A engenheira de produção Tauana Souto Garner, 31 anos, embarcou nos Estados Unidos para o programa de Au Pair [intercâmbio de trabalho e estudo] entre 2015 e 2017 e realizou o sonho de viajar para o exterior, tendo conhecido cerca de oito países. Nascida na Penha, no Rio de Janeiro, ela viveu boa parte de sua vida no município de Rio das Ostras (RJ), o qual se refere com muito carinho. Atualmente, mora na região de Annandale, situada no estado de Virgínia (EUA), onde cursa mestrado em Information Technology Management em Washington University of Virginia.
Na editoria Pretassa (mulheres negras) e Percursos (viagens) dessa semana, a reportagem do Negrê conversou com Tauana Souto sobre suas experiências e perspectivas no exterior enquanto mulher negra e periférica. Confira a seguir!
Negrê – Por quê você decidiu ingressar no programa de Au Pair? Quais foram as principais motivações?
Tauana Souto – Eu decidi fazer o Au pair nos Estados Unidos após voltar de um intercâmbio na Irlanda em 2013 quando percebi que o mundo tinha muito a oferecer. Nascida numa família humilde, criada apenas pela minha mãe que foi doméstica e a vida quase inteira junto com a minha irmã mais nova, eu sempre tive sonhos grandes que não eram compatíveis com a minha realidade mas sempre tive Deus no coração e muita fé de quem um dia viveria meus sonhos. Sempre fui apaixonada por Inglês e sempre tive vontade de morar fora e, logo assim que comecei a trabalhar aos 18 anos, comecei a poupar meu dinheiro para fazer meu intercâmbio. Após 1 mês e meio em Dublin, eu vi que sim era possível sonhar e realizar com determinação. O pouco tempo que passei naquele país foi o suficiente para ver que era aquilo mesmo que eu queria, me aventurar, ter a experiência de morar fora e aprender o Inglês de verdade. Foi assim que descobri o Au pair, procurando no Google formas “baratas” de fazer intercâmbio, pois eu não tinha nem o inglês nem dinheiro. E o programa de Au pair foi a melhor opção pois além de morar fora eu iria aprender inglês e trabalhar. Então, em 2 anos fazendo meu MBA e trabalhando muito, comecei a juntar meu dinheirinho, dei entrada no processo e iniciei um dos meus grandes sonhos.
N – Você sempre teve vontade de morar nos Estados Unidos? Você comentou que sua mãe tinha receio devido ao racismo… como você se sentia em relação a isso? Ficou insegura em ir morar no exterior por ser negra?

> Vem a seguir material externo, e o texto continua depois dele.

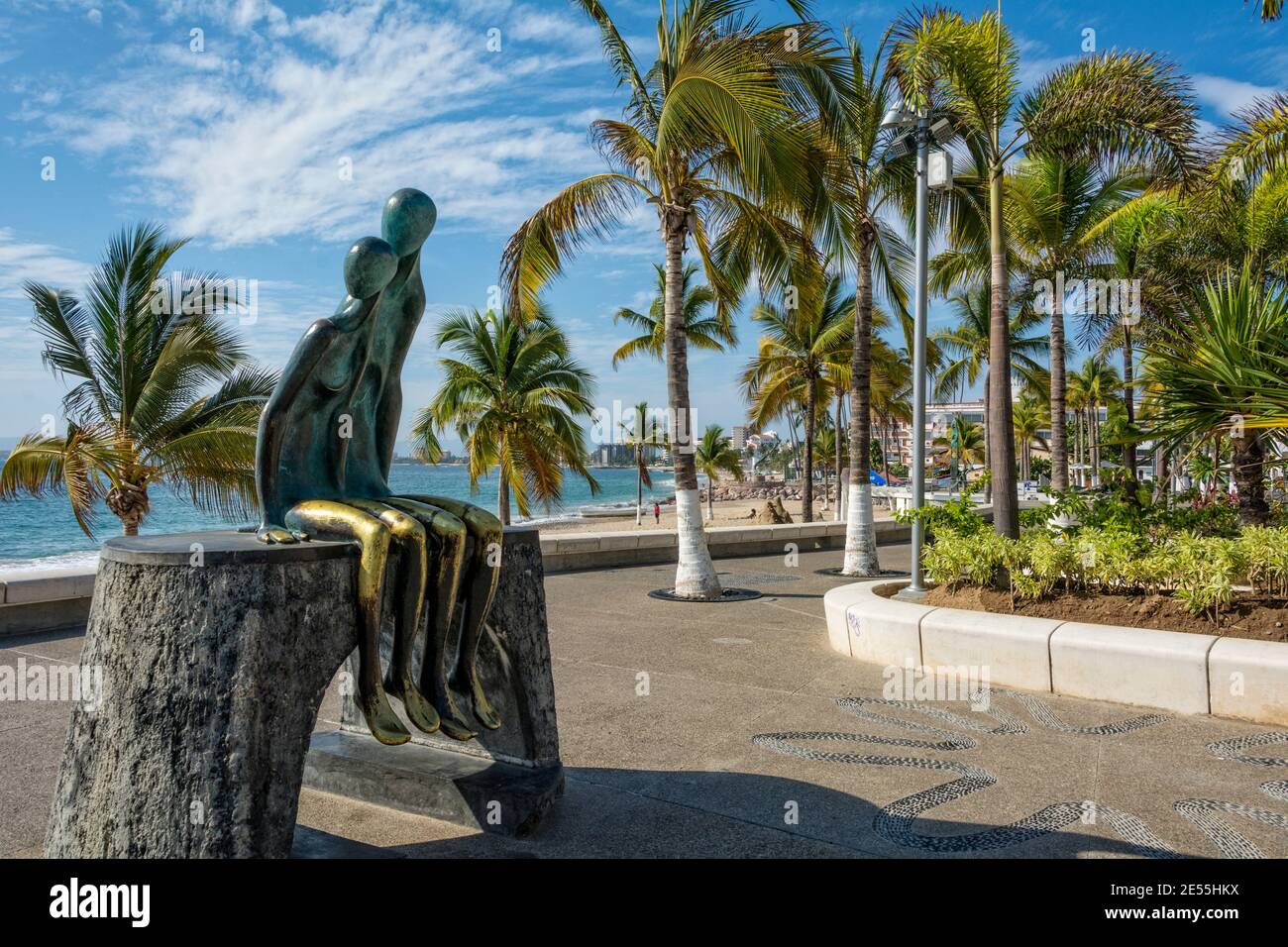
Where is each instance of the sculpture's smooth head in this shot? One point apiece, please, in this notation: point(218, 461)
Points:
point(369, 266)
point(407, 221)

T.S. – Sempre foi um sonho conhecer lugares e pessoas diferentes. Morar fora sempre foi parte dos meus planos. Sempre fui minoria (preta) em quase tudo que fiz. No início, me incomodava. Hoje, sinto um orgulho enorme quando sou a única mulher ou a única negra. Desde a faculdade fazendo Engenharia, MBA [Master of Business Administration] e hoje no mestrado, vejo cada etapa como um degrau a mais para o sucesso de uma pobre favelada (nascida na favela) mulher e negra. E sim, a cor da minha pele quando fechei o processo de Au pair era uma barreira e um medo interno que eu não queria externar pois também era um grande medo da minha mãe. Tínhamos um certo receio principalmente se tratando dos Estados Unidos em uma situação em que eu iria morar e não somente passear. Mas, mais uma vez, Deus me surpreendeu e tomou conta de tudo e fechei o processo com uma família militar onde o pai era negro e a mãe branca e as meninas que tomei conta eram as crianças mais lindas que eu já vi. Isso me deu segurança de uma certa forma e sem dúvida foi a experiência mais incrível que vivi baseada com muito respeito e admiração pela família linda em que os meus hosts formavam e ainda formam diante de tudo o que já enfrentaram. Por outro lado, vi o preconceito de frente em outros lugares em que visitei na rua, lojas, restaurantes. Vivi a primeira cena explícita no Havaí onde morei por 1 ano, foi horrível. Senti na “pele” a fúria de ser discriminada.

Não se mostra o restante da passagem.